Thursday, 4 April 2013

The Amazing Adventures of Kavalier and Clay

Michael Chabon is one of those authors who I've heard good things about, but somehow never got around to reading.

Having yet another friend eulogise this author I decided to finally pick up The Amazing Adventures of Kavalier and Clay, which won the Pulitzer Prize in 2001 (you can see just how far behind the times I really am.)

The book relates the partnership Sam Clayman, a Brooklyn layabout, and Josef Kavalier, a Jewish refugee from Czechoslovakia, who create a sensation with their Escapist comic strip.

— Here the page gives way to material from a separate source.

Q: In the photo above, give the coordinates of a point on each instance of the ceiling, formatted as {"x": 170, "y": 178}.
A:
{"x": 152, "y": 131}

Their story is laced with humour and tragedy. Kavalier left behind his family when he fled the Nazis and he spends time and his considerable fortune on trying to spirit them to America. Clay, the business brains in the partnership, keeps making bad deals for their franchise.

Two things struck me about this book. I can be quite conservative in my reading tastes and will shy away from bizarre stories, but there is an element of the fantastic in the writing which I warmed to. The book is also very funny, with acute character observations I am sure every reader will relate to. 

It's a long book - more than 600 pages - but it doesn't feel like a slog. Each chapter has the feel of a short story and you can read it in bit-sized pieces. Strongly recommended for people looking for something new to get their teeth into.